Est-ce que ça signifie qu’une absence d’un des trois aboutit à moins d’ambitions offensives ?

Non, mais je pars du principe que je dois baser mon système sur mes meilleurs hommes. Et ils en font clairement partie !

Ce sont les moteurs de votre équipe ?

Oui, mais il y a aussi un gars comme Ederson qui a fait six premiers mois extraordinaires. Derrière, il y a aussi un noyau. Bison et Rossini qui ne jouent pas sont hyper respectueux envers le groupe depuis le début de la saison.

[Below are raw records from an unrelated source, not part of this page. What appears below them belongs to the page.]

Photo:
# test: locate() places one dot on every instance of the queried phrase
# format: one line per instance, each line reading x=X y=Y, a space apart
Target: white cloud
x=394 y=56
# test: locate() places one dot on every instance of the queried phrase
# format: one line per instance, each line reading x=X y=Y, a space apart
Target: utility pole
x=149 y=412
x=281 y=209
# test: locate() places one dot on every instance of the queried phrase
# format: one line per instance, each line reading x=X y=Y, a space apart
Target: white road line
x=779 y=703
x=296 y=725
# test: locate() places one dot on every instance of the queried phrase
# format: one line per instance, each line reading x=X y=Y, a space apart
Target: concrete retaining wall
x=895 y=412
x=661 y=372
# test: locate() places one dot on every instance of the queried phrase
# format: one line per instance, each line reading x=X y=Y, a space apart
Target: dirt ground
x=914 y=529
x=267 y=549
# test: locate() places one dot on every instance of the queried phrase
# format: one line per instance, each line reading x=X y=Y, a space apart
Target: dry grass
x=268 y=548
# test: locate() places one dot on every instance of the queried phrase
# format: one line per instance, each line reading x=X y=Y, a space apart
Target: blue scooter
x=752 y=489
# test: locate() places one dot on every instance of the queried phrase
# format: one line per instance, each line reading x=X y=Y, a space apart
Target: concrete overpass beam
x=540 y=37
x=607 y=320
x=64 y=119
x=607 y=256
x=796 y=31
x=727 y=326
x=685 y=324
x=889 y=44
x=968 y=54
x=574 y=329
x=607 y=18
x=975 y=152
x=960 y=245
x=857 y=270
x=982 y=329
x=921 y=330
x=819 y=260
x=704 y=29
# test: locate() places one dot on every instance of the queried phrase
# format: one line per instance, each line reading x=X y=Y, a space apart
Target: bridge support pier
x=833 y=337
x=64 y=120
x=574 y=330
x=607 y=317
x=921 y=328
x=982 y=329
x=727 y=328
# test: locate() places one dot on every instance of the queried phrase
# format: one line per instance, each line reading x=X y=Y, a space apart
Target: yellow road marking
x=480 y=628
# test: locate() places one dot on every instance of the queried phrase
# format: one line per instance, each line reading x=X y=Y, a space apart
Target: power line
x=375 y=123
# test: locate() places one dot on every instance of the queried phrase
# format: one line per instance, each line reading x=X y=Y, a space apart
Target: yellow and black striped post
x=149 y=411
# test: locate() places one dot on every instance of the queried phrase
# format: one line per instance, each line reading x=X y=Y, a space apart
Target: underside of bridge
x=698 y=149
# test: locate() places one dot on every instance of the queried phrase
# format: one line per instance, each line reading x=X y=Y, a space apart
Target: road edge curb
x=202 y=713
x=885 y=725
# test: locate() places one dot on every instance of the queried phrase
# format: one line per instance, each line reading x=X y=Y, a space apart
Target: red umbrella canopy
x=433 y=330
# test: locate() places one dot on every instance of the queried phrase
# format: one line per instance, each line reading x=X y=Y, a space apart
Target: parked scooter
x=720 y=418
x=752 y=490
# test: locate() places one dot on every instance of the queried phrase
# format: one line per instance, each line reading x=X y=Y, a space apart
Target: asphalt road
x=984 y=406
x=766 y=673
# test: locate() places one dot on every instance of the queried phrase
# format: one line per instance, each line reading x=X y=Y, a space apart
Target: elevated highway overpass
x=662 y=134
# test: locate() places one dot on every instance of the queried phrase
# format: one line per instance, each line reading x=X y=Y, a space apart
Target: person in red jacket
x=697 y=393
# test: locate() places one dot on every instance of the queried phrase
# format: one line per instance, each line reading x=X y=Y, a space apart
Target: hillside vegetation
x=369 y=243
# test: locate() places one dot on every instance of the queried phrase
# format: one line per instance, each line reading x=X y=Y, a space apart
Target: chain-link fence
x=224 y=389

 » Pollet et Rossini ne se sentent pas sur un terrain. Ça ne marchera plus  »

Lors de votre arrivée, vous étiez persuadé de pouvoir bien faire jouer ensemble Pollet et Rossini. Est-ce un échec ?

Oui, c’est sûr mais si on regarde leurs qualités, je suis toujours convaincu qu’ils peuvent évoluer ensemble.

Mais allez-vous retenter l’expérience ?

Non. Ce n’est plus possible. Il ne se sentent pas sur le terrain. Ça ne marchera plus. La complémentarité ne passe pas.

Vous partiez avec peu de certitudes au niveau défensif. Pourtant vous avez trouvé votre ligne arrière…

On possède la sixième défense alors qu’on a pris cinq buts à Anderlecht et qu’on s’est beaucoup cherché. Je suis donc très content de l’ossature défensive même si la perte de Francis N’Ganga nous est préjudiciable.

Sébastien Dewaest s’est installé, ce que n’a pas réussi Jonathan Vervoort. Pourquoi ?

Vervoort m’a semblé plus affûté après un gros match contre Reims lors de la préparation. Il a donc débuté la saison. Mais après un bon match à Bruges, il était fautif sur quelques buts pris. Dewaest rongeait son frein et à un moment donné, j’ai trouvé qu’il nous fallait plus de robustesse, de présence physique dans les duels. Je l’ai donc lancé. Il s’est installé. Après, je préfère Satli sur le banc car il est polyvalent. Vervoort a également changé de comportement. A son arrivée, il était très fermé. Depuis six, sept semaines, on découvre un Vervoort épanoui, souriant, communicateur. Il est sur le bon chemin. Même si sa meilleure place est défenseur central et que pour le moment, il est hors de question de sortir Dewaest et Javi Martos.

Thiaré et Daf ont montré de bonnes choses avant de s’éteindre. Comment l’expliquez-vous ?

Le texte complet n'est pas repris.